Pangeanic wins contract to lead European-wide anonymization project

INEA has awarded Pangeanic's consortium almost €1M to develop a multilingual anonymization toolkit based on AI processing of health, life science, and legal texts for Public Administrations. The MAPA Project (Multilingual Anonymisation toolkit for Public Administrations) will make use of state-of-the-art Natural Language Processing tools to develop the open source toolkit with a focus on the medical and legal domains, deploying it at several Public Administrations in Europe.

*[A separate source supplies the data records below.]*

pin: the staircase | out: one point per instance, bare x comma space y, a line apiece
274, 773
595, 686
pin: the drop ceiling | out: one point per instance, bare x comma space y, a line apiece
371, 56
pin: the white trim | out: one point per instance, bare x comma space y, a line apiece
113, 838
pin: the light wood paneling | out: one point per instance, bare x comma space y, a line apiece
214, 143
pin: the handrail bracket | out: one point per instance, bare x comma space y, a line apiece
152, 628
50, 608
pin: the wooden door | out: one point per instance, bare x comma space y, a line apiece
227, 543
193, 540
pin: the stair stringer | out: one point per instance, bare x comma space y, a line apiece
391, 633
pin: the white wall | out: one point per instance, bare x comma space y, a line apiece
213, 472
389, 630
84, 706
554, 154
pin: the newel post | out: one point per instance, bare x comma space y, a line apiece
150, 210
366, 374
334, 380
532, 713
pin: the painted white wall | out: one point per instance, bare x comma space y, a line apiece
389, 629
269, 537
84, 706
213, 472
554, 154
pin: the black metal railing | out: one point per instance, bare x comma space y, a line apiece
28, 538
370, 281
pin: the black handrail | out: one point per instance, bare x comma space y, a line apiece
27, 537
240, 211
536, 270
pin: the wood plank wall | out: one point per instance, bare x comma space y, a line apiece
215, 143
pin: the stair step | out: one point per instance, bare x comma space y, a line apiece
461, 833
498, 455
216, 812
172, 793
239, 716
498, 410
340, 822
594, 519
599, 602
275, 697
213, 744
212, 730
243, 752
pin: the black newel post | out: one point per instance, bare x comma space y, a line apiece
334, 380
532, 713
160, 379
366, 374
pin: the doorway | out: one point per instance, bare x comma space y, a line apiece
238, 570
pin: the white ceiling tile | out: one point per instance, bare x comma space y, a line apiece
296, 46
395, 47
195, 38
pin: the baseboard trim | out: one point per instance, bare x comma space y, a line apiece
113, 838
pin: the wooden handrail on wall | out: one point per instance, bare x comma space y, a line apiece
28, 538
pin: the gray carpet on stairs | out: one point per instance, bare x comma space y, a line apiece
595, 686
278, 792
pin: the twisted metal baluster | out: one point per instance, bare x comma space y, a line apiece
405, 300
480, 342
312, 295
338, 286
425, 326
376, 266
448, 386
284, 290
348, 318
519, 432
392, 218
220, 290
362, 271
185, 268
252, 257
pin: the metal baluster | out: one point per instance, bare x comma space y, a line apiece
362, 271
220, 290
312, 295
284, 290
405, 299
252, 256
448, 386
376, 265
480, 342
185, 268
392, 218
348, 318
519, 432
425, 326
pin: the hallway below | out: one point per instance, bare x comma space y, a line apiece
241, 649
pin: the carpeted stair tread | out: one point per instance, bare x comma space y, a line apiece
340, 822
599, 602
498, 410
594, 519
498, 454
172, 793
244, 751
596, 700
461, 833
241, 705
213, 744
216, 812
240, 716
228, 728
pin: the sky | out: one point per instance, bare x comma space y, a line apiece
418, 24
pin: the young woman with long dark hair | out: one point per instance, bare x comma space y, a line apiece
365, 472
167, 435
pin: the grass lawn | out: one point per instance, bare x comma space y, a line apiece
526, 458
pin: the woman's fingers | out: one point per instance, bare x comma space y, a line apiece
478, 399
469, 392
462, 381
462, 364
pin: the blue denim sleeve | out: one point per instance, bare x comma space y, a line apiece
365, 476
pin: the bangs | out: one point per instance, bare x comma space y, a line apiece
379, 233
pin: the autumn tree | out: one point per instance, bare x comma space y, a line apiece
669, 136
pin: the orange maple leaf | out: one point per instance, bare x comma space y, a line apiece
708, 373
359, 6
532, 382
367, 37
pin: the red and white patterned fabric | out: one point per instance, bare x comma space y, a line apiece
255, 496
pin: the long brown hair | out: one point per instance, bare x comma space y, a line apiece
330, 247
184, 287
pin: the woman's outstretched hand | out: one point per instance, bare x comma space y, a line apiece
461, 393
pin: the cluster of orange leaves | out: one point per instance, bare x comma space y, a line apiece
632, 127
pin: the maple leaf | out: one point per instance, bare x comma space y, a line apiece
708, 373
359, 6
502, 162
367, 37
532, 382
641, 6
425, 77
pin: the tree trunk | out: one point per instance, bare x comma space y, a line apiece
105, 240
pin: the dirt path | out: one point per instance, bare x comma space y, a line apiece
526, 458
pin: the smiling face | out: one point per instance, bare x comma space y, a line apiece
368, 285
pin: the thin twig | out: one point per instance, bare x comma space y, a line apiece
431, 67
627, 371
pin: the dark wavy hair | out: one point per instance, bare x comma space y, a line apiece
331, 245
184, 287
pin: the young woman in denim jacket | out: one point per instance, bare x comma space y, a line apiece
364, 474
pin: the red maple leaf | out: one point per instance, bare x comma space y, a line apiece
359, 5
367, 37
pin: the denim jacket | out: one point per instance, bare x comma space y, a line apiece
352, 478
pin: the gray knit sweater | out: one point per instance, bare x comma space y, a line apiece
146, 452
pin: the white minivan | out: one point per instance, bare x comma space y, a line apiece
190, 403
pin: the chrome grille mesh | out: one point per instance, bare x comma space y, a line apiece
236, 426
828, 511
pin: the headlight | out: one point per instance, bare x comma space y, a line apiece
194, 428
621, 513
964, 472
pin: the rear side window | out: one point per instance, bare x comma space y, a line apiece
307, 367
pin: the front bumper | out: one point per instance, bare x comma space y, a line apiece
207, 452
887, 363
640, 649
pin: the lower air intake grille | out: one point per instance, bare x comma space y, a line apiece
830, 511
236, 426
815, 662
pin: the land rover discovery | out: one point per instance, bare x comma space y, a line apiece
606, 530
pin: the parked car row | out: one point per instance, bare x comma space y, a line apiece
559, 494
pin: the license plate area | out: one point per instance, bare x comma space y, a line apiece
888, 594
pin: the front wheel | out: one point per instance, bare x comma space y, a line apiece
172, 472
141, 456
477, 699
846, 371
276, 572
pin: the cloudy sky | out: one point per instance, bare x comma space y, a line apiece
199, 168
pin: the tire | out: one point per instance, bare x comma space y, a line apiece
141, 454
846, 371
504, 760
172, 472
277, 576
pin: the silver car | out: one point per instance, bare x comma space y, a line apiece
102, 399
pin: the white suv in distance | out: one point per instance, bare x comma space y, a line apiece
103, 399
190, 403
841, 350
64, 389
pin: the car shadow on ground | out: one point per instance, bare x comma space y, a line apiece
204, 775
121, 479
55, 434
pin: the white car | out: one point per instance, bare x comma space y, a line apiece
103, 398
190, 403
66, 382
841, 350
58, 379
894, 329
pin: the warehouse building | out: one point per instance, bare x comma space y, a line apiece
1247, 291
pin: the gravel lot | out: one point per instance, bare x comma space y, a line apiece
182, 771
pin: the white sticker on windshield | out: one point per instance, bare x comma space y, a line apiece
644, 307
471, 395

"The aim of MAPA is to provide data anonymization so language data can be shared across and between organizations, while protecting private or sensitive data. Implementation cases will focus on de-identifying, obfuscating or pseudo-anonymizing personally identifiable information to prove not matter which language a Public Administration or user deals with, the solution can cope. MAPA will enable PA's to comply with GDPR to a high degree of accuracy and protect an individual’s private details while maintaining the usefulness of the source data." - Manuel Herranz, CEO

The toolkit developed by the MAPA partners (Pangeanic, Tilde, the National French Center for Scientific Research (LIMSI at CNRS), the language resource center ELDA, the University of Malta, R&D transfer center Vicomtech, and Spanish Language Plan Government Office SEAD via the Barcelona Supercomputer Center) will address all EU official languages. The challenge of working with under-resourced languages such as Latvian, Lithuanian, Estonian, Slovenian or Croatian will be tackled by a multilingual NERC approach, to also benefit ultra-under-resourced languages such as Maltese and Irish.

Why Anonymize Data?

GDPR obliges organizations to protect citizens' data so it is not released to 3rd parties (see this video on Pangeanic's anonymization technologies). The MAPA data anonymization toolkit will provide the means to share language data while protecting personal or sensitive data. Being able to release large amounts of anonymized data can help the community to have more training data. On a more practical level, justice departments, health authorities, healthcare companies will be able to provide access to data and manage an anonymization strategy. Most importantly, MAPA will satisfy GDPR requirements at scale. Although no software can guarantee 100% accuracy in anonymization, just as perfect machine translation does not exist (yet), it will make document sharing much easier.

Technical Approach to Anonymization

At its core, the MAPA anonymisation toolkit will use Named-Entity Recognition and Classification (NERC) techniques using both Deep Learning techniques and neural networks. In addition, thanks to the transfer learning capabilities shown by new types of Deep-Learning models, new systems can be trained using relatively small datasets of manually labelled data. The knowledge acquired for a given domain or language can be transferred and re-used cross-language or cross-domain. MAPA will be trained to detect named entities that involve sensitive information. MAPA will be feature-rich and the NERC approach will be complemented with other configurable mechanisms such as pattern detection based on regular expressions (passport or ID numbers, telephone numbers, street addresses, blood groups, age, sex, marital status, email addresses, bank accounts, etc.) User-definable dictionaries for particular applications will also cater for specific usages of entity names known in advance.

Use cases

MAPA includes several specific deployments/use cases for public institutions at several EU countries: one for the health domain and one for the legal domain. Both domains were selected given their strong anonymization requirements prior to any publication and sharing of the data. In each deployment case, the system will be tailored to the specific needs of the relevant institution.

MAPA is funded by the Connecting Europe Facility (CEF) programme, under grant No A2019/1927065, and will run from January 2020 until December 2021.